Algorithms are the heart of computer science, and the subject has countless practical applications as well as intellectual depth. This course is an introduction to algorithms for learners with at least a little programming experience. The course is rigorous but emphasizes the big picture and conceptual understanding over low-level implementation and mathematical details.

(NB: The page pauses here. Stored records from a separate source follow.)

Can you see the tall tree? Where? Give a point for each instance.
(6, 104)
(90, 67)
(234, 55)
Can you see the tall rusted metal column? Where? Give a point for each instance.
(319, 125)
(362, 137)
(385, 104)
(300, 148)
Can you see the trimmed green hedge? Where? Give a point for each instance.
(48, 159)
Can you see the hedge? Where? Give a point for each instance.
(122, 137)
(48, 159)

After completing this course, you will have a greater mastery of algorithms than almost anyone without a graduate degree in the subject.

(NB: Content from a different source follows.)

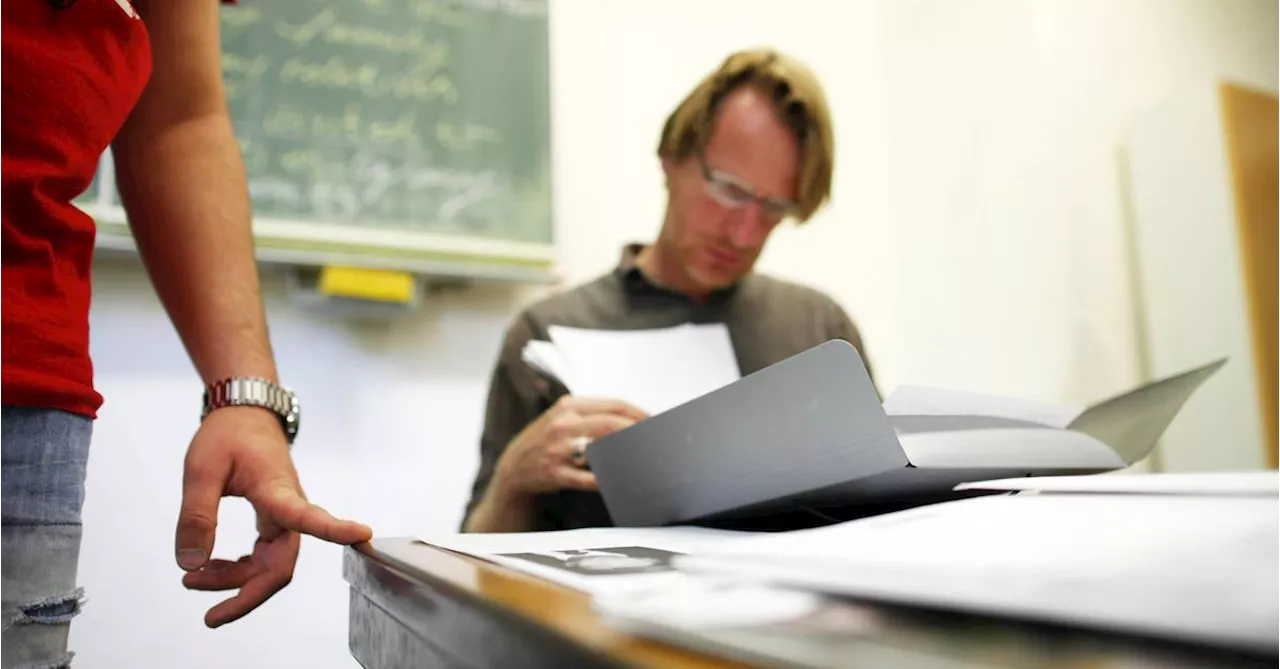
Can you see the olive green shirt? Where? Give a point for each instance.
(768, 320)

Specific topics in Part 2 include: greedy algorithms (scheduling, minimum spanning trees, clustering, Huffman codes), dynamic programming (knapsack, sequence alignment, optimal search trees, shortest paths), NP-completeness and what it means for the algorithm designer, analysis of heuristics, local search.
About the instructor: Tim Roughgarden has been a professor in the Computer Science Department at Stanford University since 2004. He has taught and published extensively on the subject of algorithms and their applications.

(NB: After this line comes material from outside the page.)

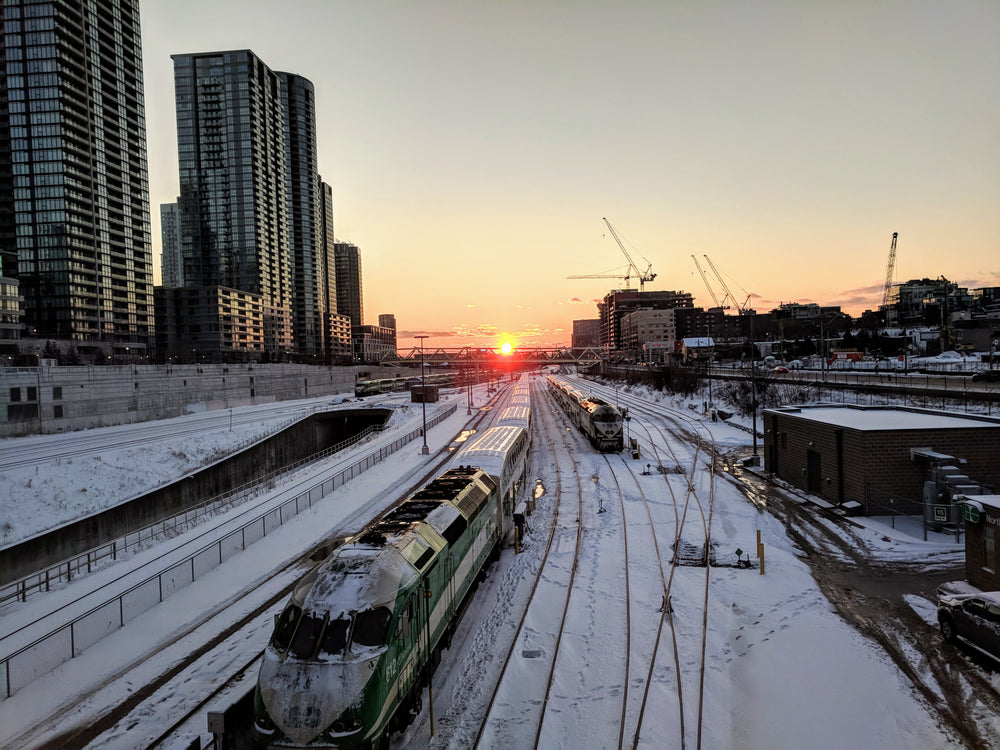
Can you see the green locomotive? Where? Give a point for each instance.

Note: this course is closing on October 10th, 2016, and relaunching as part of a specialization: https://www.coursera.org/specializations/algorithms
Two motivating applications; selected review; introduction to greedy algorithms; a scheduling application; Prim's MST algorithm.
Kruskal's MST algorithm and applications to clustering; advanced union-find (optional); Huffman codes.
Dynamic programming: introduction, the knapsack problem, sequence alignment, and optimal binary search trees.
The Bellman-Ford algorithm; all-pairs shortest paths.
NP-complete problems and exact algorithms for them.
Approximation and local search algorithms for NP-complete problems; the wider world of algorithms.